And the Shofar Blew
Before my vacation last month, someone gave me And the Shofar Blew to read. I don’t read much Christian fiction, and I’ve never read Francine Rivers before. As I started the book, I wasn’t sure it would be one that I would enjoy. It’s about a young pastor who’s called to a struggling church. He transformed the small church into a vibrant one, while dealing with family issues, resistance, and conflict with leaders. The novel hit too close to home at times. In the end, both Charlene and I read the book, and it provided some structure to talk about some issues around my vocational ministry. It’s a book that can lead to all kinds of discussions about pastor’s families, the church growth movement, how to discern God’s leading, what success looks like in ministry, the demands of church life, and ultimately about the soul of a leader. Some passages hit home pretty strongly:
Maybe it’s easier to pour our efforts into building a house for God rather than building a relationship with Him. One requires a few years of hard work, but the other asks for a lifetime of commitment. The problem is, the building becomes the idol we worship. The programs are the sacred cows. Numbers are our means of evaluating our success. And it’s all about vanity. Vanity, vanity…

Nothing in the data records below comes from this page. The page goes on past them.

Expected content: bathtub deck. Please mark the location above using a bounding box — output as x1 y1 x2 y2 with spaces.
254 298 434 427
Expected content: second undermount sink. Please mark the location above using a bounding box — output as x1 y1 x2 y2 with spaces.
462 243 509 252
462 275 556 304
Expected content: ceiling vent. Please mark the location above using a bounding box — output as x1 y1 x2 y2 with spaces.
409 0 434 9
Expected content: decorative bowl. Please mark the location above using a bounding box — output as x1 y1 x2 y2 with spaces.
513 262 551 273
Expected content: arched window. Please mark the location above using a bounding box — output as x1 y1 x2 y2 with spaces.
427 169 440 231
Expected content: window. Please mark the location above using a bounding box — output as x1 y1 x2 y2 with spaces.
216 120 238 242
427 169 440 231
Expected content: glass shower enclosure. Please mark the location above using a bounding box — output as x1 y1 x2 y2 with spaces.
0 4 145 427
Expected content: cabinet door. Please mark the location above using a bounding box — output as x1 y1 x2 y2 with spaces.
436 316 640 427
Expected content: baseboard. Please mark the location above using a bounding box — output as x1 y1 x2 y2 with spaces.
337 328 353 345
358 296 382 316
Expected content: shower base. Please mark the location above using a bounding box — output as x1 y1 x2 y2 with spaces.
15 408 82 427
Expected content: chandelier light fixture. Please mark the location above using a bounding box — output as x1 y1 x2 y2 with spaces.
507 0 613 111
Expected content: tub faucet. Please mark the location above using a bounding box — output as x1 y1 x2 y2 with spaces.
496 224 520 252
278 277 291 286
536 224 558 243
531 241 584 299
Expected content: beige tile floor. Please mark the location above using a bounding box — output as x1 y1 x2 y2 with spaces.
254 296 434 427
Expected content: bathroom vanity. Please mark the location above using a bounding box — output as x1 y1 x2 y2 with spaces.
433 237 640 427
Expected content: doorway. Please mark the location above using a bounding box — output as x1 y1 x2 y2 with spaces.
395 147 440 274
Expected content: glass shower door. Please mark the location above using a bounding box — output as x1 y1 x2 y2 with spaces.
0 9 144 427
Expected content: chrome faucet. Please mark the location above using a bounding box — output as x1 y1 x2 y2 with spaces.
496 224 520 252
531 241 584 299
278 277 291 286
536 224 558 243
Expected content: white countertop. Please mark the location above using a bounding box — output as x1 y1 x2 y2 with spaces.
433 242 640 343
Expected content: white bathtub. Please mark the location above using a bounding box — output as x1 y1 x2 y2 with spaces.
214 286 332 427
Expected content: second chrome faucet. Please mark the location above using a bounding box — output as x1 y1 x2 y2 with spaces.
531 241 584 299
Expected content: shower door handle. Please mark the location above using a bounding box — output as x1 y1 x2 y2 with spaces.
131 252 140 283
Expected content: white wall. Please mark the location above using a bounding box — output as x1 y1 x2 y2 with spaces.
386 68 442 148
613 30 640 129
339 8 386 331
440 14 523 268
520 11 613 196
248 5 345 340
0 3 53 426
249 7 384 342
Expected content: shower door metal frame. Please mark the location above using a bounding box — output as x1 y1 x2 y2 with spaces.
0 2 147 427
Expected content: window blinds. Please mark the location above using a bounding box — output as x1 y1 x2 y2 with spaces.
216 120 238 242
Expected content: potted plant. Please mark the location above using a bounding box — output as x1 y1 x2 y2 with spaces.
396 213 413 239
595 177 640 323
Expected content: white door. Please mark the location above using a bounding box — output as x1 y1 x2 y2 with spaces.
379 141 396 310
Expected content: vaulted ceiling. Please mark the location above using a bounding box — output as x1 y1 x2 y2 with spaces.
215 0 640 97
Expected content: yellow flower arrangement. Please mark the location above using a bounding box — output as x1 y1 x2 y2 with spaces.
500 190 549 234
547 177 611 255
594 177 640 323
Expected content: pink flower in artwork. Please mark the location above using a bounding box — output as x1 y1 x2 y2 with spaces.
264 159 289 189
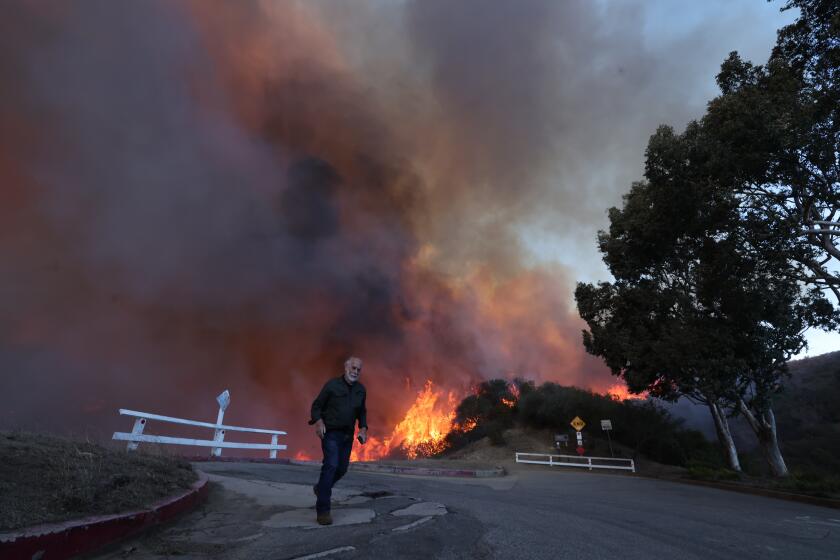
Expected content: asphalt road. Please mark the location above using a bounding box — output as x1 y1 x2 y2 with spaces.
95 463 840 560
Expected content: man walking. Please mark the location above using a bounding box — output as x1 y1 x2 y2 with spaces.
309 356 367 525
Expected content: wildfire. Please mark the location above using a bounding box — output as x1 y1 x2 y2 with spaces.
350 381 462 461
604 383 647 401
293 451 314 461
453 418 478 433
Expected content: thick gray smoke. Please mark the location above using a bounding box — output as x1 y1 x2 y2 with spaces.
0 0 788 456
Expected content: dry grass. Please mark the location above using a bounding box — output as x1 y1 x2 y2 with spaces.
0 432 196 531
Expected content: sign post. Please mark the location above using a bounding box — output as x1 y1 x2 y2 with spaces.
601 420 615 457
210 389 230 457
570 416 586 455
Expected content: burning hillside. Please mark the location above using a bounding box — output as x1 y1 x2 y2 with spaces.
0 1 610 446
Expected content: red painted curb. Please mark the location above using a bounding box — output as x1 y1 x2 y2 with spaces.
0 471 208 560
187 455 292 465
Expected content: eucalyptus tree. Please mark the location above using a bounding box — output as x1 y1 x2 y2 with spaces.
575 123 832 476
703 0 840 302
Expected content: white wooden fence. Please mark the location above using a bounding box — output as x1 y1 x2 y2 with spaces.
516 452 636 472
113 390 286 459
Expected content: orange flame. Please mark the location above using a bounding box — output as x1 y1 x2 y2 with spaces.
350 381 459 461
453 418 478 433
604 383 647 401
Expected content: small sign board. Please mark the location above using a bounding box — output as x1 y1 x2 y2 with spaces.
216 389 230 410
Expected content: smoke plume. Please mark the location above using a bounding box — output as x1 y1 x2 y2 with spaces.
0 0 788 448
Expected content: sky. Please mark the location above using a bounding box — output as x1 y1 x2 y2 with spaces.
0 0 840 446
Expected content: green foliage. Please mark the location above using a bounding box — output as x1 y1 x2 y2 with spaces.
446 378 534 449
702 0 840 300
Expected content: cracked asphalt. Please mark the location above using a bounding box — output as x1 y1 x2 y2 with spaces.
90 463 840 560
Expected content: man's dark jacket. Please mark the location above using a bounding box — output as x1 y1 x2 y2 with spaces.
309 376 367 433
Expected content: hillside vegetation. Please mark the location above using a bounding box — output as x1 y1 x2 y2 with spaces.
0 432 196 532
447 379 722 467
776 352 840 475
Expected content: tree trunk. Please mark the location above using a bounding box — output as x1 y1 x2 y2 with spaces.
738 399 790 477
707 399 741 472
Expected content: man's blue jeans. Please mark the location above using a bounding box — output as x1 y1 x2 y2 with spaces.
315 430 353 513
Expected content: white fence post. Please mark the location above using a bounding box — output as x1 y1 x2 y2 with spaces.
127 418 146 451
113 390 287 459
211 389 230 457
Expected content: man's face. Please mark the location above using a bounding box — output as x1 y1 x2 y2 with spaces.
344 359 362 384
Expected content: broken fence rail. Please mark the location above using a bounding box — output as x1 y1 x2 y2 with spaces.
113 408 286 459
516 451 636 472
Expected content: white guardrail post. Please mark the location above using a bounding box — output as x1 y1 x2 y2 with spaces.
113 390 286 459
516 451 636 472
211 389 230 457
128 418 146 451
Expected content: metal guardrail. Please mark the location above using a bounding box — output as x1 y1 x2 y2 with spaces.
113 391 286 459
516 451 636 472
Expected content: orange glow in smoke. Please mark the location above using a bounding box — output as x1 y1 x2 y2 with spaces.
604 383 647 401
292 451 315 461
453 418 478 433
350 381 462 461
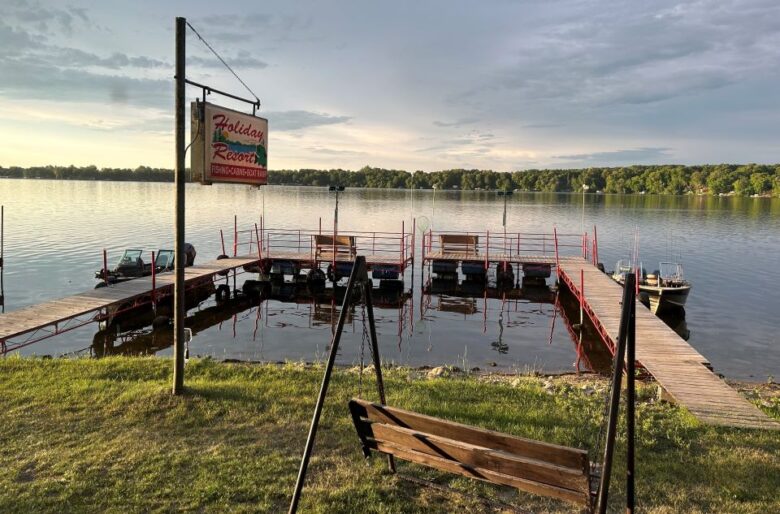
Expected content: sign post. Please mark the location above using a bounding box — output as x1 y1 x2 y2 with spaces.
173 17 268 395
172 17 187 394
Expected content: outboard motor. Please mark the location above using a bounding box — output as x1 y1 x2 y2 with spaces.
184 243 197 266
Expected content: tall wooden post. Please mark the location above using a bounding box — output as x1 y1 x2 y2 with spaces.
173 17 187 394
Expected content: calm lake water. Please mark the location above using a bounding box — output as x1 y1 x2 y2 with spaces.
0 179 780 380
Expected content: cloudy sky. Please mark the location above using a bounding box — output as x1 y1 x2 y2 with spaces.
0 0 780 171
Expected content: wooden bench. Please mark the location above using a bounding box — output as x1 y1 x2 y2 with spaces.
439 234 479 258
349 399 593 510
314 235 357 261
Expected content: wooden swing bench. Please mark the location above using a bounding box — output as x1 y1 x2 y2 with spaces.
349 399 595 504
439 234 479 259
314 234 357 261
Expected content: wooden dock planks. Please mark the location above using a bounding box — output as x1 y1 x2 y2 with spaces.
0 257 258 341
559 258 780 430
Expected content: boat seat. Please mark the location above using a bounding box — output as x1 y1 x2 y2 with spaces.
314 234 357 261
349 399 594 504
439 234 479 257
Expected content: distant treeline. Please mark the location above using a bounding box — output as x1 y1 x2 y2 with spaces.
0 164 780 196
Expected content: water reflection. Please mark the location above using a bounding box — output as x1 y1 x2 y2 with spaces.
87 280 414 358
421 278 612 373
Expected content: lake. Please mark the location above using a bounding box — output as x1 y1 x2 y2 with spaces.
0 179 780 380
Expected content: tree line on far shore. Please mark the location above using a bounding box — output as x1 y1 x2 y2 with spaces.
0 164 780 196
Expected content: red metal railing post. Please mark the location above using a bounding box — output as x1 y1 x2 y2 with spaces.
580 268 585 324
152 250 157 306
233 215 238 257
410 218 417 269
103 248 108 285
485 230 490 270
401 220 406 267
255 222 263 259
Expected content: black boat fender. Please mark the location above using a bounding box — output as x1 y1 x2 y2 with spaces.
214 284 230 303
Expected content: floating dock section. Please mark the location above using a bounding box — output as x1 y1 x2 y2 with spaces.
0 256 258 354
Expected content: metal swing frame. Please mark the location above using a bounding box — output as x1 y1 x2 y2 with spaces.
289 256 636 514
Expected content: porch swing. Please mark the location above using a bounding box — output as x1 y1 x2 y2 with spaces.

It was frightening to observe the subtle erosion of integrity in the life of the main character, a supposedly successful pastor, and yet realistic enough to know that this type of erosion can easily happen with anyone. This book’s had pretty good reviews from other people who have read it. I’m not sure it’s an enduring work of literature, but I found it helpful in evaluating what’s happening in my life. If you’ve read it, let me know if you found it challenging and in what areas.